Be sure to carry waterproof overalls or you will find yourself sneakily changing inside the questionable privacy of your car’s backseat! A few minutes of drive from the first fall, you come across the picturesque Skógafoss, the one which showcases double rainbows on sunny days due to the sheer amount of water sprays it creates around it. The waterfall tumbles down over the cliff of the former coastline, which has now receded further into the ocean allowing visitors to stand in front of the fall and appreciate its magnanimity. We took a climb up to the Fimmvörðuháls pass running between the glaciers Eyjafjallajokull and Myrdafsjokull to see the source of the fall and to take a very windy stroll through the path that leads to the popular hiking destination of Thórsmörk (Yep you got it right, the Norse God Thor’s Valley, although sources confirm that he might not have been as good-looking as Chris Hemsworth!). The next spot we attempted was the Dyrholaey Arch viewpoint. We skipped the Sólheimasandur beach (aka the desolate plane wreck beach) which was on our way to the Dyrholaey due to worsening weather conditions and because none of us were too keen to walk 8-km round-trip in the rain and storm just for a photo with a wrecked plane. Instead, we decided to eventually visit the black sand beach by the town of Vik which was more easily accessible by car. Now the black sand beach is a rare spectacle of nature, which we wouldn’t miss for anything. Why I say we ‘attempted’ the Dyrholaey arch viewpoint is another story. By the time we reached the exit for the viewpoint, the winds and rain had gotten furious. The muddy path for cars to the top of the hill was more suitable for 4×4 cars than it was for our considerably tiny station wagon.

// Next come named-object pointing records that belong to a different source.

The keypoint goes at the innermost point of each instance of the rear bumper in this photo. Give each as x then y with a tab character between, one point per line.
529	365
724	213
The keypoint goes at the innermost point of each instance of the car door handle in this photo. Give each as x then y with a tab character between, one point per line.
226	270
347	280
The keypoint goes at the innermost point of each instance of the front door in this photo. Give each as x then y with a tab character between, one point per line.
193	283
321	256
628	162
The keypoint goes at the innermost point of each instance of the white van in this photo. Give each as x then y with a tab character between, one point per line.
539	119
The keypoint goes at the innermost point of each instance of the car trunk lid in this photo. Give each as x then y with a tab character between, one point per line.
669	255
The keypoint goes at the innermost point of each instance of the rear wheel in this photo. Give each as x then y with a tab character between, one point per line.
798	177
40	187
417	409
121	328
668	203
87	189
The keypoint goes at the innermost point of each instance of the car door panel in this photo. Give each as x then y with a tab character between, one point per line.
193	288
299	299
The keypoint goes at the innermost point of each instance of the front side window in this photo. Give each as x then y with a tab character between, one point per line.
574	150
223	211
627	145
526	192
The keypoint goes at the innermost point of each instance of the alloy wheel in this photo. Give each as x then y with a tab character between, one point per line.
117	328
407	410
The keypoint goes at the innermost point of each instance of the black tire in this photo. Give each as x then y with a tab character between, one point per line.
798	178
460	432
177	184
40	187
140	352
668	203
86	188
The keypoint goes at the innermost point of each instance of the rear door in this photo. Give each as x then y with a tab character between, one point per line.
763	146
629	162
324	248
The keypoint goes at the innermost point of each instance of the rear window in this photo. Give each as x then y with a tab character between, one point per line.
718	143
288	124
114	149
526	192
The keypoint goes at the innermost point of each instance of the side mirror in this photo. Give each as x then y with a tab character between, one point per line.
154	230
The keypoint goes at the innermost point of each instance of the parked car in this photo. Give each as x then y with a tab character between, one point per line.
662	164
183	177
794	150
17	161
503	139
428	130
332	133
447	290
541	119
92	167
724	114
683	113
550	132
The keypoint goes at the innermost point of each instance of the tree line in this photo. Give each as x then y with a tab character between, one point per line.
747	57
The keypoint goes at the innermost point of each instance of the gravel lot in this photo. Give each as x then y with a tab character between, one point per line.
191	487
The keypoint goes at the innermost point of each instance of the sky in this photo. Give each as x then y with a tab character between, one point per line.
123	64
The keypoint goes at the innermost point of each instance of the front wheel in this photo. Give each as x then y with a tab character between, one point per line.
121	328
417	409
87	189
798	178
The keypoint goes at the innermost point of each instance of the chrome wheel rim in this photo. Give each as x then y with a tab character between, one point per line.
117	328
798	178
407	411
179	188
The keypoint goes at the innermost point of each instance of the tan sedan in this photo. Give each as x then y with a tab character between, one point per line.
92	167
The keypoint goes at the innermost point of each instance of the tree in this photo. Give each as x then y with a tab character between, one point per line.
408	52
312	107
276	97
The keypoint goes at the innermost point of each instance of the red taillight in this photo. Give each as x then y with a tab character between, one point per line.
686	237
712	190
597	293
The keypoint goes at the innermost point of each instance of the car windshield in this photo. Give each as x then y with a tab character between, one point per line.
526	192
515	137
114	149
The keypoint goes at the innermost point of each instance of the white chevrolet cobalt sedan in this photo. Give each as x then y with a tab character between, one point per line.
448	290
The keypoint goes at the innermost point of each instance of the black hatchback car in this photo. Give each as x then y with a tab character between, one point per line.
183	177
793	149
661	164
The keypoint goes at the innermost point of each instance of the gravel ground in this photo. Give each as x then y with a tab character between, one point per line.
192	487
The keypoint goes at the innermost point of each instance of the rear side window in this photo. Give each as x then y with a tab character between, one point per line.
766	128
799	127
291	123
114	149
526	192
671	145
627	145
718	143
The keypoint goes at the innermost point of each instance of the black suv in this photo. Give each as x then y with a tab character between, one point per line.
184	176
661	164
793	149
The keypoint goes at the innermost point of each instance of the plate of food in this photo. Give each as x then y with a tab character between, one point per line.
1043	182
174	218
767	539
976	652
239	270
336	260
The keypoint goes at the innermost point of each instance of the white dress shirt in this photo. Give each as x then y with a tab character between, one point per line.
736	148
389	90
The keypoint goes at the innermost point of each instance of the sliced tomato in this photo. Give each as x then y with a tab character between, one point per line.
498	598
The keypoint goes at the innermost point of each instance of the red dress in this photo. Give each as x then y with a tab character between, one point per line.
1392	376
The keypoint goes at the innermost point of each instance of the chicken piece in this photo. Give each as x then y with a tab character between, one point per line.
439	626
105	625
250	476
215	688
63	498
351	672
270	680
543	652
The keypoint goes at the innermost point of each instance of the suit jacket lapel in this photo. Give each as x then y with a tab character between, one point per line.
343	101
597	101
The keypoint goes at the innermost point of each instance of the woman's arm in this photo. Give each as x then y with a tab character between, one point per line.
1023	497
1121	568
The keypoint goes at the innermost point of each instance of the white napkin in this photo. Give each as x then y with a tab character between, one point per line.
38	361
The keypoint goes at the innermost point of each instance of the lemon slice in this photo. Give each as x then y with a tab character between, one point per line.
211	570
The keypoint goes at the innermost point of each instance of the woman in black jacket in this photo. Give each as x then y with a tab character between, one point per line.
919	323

We still decided to give it a try and after some fifteen minutes of careful navigation by the driver (and anxious duahs by the passengers), we made it to the top. As soon as one of us opened our car door, a violent wind destructively flung it open. We figured none of us had the body mass to withstand the push of that gale and we readily shuffled back into the car to make our way a few kilometers down to Vik I Myrdal and wait a while for the weather to calm down before getting to the black sand beach.

On reaching Vik I Myrdal, the quaint southernmost sea-facing village of Iceland, we settled for lunch at a fuel station with gorgeous views of the Reynisdrangar rock formations on the sea just off the shore. Vik is also the perfect place to top up your tank if you are visiting further east as fuel stations are very few and far between.

All fuel stations in Iceland we had come across had both ready and prepared meals. You will get a few vegetarian options, if not fish, on all stations. Once the wind and rain calmed down, we took a stroll along the famous Reynisfjara Black Sand Beach of Vik. Witnessing the unique volcanic beach makes you wonder if you’re still on planet Earth.

We had to battle some deadly wind to stroll through the beach but being ‘blown away’ (pun intended) is part of your Icelandic experience. A beautiful aluminum sculpture, The Voyages Friendship Statue, stands at the edge of the beach at Vik paying tribute to the heroic Icelanders who make their living at the menacing sea and the families who fear they will not return.

Bidding goodbye to the peaceful village of Vik and its iconic white Reyniskirkja church, we decided to call it a day and drove back westward to find our farm stay at the snow-covered village of Stora Mork III. It would have been a lot more convenient if we could find accommodation at Vik itself, however, due to delayed booking, the prices had skyrocketed for our dates and we were forced to drive opposite to our route plan for the night.